People were getting shocked because of a difference in potential. The equipment cases were grounded to the branch circuit green wire while the network cabling shields were grounded only to a dedicated ground rod.
Grounding doesn’t eliminate differences in potential. Had the electrician bonded the network ground rod to the electrical service ground rod, the shock problem would have been solved. A different electrician solved the problem exactly this way.
In an isolated ground (IG) receptacle, the grounding terminal is insulated from the metal yoke, and the grounding wire is insulated. It’s not the case that the ground is “separate” and you somehow connect the IG receptacle to a “pure” ground that doesn’t “pick up noise from the main ground.” What’s “isolated” is that yoke. The ground wire you connect to the receptacle is “isolated” from ground only to the intended point of connection (typically the branch circuit distribution panel). If installed properly, the IG receptacle is grounded (eventually) to the main supply ground. Its grounding point is bonded to other grounding points rather than being isolated from them.

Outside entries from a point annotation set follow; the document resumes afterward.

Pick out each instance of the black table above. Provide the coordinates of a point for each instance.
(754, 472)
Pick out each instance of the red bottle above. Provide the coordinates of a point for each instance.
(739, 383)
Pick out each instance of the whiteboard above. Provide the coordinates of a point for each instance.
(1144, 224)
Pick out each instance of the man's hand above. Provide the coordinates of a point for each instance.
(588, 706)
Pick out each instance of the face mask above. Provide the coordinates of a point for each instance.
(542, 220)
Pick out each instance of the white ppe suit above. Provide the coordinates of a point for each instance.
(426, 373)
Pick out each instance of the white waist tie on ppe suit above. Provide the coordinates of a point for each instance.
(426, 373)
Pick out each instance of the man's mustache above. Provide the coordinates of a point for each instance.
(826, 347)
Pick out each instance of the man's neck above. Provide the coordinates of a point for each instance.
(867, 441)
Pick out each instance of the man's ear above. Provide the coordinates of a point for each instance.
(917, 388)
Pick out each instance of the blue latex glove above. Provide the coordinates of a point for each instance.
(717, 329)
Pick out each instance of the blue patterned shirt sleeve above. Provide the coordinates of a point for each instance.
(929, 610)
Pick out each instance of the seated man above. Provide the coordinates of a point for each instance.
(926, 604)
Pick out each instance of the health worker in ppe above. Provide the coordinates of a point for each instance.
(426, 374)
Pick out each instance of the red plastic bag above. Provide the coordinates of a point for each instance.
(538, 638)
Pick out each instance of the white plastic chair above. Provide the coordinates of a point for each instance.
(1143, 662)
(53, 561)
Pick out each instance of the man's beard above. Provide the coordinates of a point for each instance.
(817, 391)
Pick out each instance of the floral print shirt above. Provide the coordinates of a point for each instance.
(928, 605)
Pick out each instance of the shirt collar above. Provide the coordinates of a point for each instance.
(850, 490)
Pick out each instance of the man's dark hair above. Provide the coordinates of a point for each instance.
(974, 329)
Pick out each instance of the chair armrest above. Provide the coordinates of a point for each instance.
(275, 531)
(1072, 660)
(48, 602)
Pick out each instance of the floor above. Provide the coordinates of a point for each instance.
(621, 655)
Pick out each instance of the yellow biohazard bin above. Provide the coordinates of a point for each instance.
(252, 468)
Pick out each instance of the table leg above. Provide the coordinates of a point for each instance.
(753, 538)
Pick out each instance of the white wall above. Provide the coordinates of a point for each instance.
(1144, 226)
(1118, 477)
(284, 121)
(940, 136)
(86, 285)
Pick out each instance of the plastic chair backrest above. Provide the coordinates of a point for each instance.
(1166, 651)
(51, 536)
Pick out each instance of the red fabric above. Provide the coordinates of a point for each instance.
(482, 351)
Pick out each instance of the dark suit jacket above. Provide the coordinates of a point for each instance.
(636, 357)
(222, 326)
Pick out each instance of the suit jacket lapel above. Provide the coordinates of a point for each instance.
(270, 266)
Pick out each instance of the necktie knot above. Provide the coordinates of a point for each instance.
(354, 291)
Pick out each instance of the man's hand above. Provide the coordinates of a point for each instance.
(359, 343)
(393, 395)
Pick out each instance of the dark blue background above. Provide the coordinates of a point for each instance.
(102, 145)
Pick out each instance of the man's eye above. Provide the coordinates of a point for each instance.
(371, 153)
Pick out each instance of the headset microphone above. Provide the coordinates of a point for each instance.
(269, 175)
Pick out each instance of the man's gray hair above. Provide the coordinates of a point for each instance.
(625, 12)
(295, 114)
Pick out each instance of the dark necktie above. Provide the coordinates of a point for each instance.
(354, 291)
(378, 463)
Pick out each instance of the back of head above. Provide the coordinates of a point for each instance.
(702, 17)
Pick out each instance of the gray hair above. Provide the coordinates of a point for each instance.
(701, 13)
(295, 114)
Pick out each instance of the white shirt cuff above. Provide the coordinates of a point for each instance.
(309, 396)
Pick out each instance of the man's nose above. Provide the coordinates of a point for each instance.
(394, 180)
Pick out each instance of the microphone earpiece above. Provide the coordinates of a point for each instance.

If you have multiple neutral-ground current paths, the resulting ground loops play havoc with sensitive electronic equipment. Chapter 5 of IEEE Standard 142 has a good explanation of this issue. This problem is one reason IG receptacles are used.
Grounding on the load side
There’s no electrical purpose served by grounding on the load side of a service or separately derived source. A connection to earth (see Art. 100 definition of “ground”) does not do the job of bonding.
If it’s not a power source, bond it instead of ground it. Grounding instead of bonding (on the load side) sets the building up for power quality problems and lethal differences of potential. If the construction documents conflict with Art. 250 Part V, return them for revision.
That also applies to any other project documentation that calls for violating the NEC. Don’t let that monkey get put on your back. Provide the relevant references and send the documentation back for revision. If possible, review these with your counterpart — in person.